Saturday, March 03, 2007


It's a bit late in the season to be writing about making marmalade, because you'd be lucky to find any Seville oranges at all now (although there were still a few around last week). However, I had a spectacular disaster in January, and have only just now got round to starting again. And it has turned out to be the best marmalade I've ever made, so I'm writing down what I did in the hope that I'll be able to do it again next year!

January's disaster nearly burnt the house down - I put 4.5 kilos of Seville oranges into my biggest pan, covered them with water and put them on to boil. The idea was to bring them to the boil, put the lid on the pan, and cook the oranges slowly in a very low oven all day, so that I could finish the marmalade in the evening when I came back from a visit to Bath. Unfortunately, I forgot the second part, drove to Reading, caught the train, arrived an hour later, drove to Rosie and Stephen's, and had finished lunch when I suddenly remembered the oranges on the top of the stove. I rang Amy, who lives two villages away and who has a key to the house, and she nobly went out to the rescue (it was the day of the big storm which blew over several of our trees). By the time she got there, there was an inch of black stuff at the bottom of the pan. It took nearly a week of soaking then scrubbing to get the pan back to normal!

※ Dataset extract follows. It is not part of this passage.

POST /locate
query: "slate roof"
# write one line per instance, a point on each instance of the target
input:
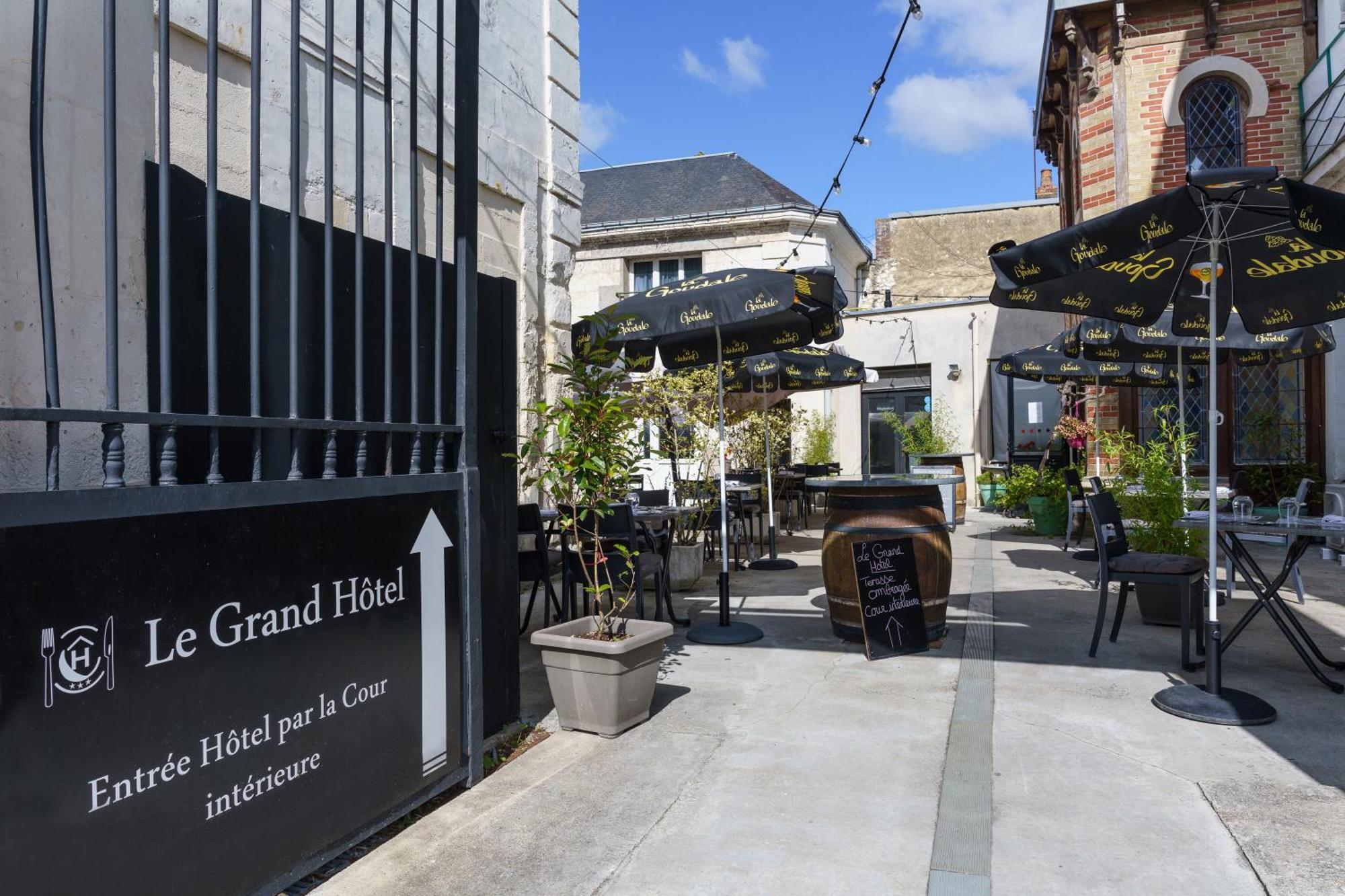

This time I boiled 2 kg of Seville oranges in 2 litres of water; they bubbled away for about an hour, and towards the end of the cooking time I topped up the water (from the kettle, so as not to slow down the process). I left this to cool overnight.

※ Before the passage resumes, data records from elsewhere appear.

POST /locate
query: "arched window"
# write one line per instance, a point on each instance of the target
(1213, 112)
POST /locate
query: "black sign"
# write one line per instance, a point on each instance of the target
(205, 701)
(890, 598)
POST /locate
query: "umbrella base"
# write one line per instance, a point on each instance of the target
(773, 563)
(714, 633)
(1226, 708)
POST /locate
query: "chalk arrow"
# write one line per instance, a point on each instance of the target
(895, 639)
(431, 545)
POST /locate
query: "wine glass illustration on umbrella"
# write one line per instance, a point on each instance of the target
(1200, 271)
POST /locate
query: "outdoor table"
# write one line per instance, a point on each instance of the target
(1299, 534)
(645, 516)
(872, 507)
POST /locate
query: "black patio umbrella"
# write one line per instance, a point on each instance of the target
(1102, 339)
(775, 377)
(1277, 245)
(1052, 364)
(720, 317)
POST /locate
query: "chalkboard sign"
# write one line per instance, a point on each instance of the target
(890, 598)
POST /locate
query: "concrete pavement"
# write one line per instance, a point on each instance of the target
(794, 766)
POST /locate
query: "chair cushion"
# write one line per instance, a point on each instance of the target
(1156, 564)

Next day, I scooped out the oranges and drained them in a colander over the pan, and pulled them in half. I scraped the flesh (there's not much in a Seville) and pips, which I added to the liquid. I boiled this up for about five minutes. Meanwhile, I sliced the orange skins in the Magimix, which gave a pleasing variety - some huge slices, some tiny, and many in between.

Then I strained the liquid, and added 3kg of sugar (the special sort for marmalade-making, although ordinary sugar works just as well, because of all the pectin in the pips). When it was dissolved (over a low heat), I added the peel, brought the mixture up to a boil, and then boiled it hard for not quite 10 minutes, until it had been at the "jam" setting on my sugar thermometer for a couple of minutes.

I left it to cool for about 10 minutes before bottling it, which allowed the foam to subside completely.

Perfect set, not too hard, but not runny, either.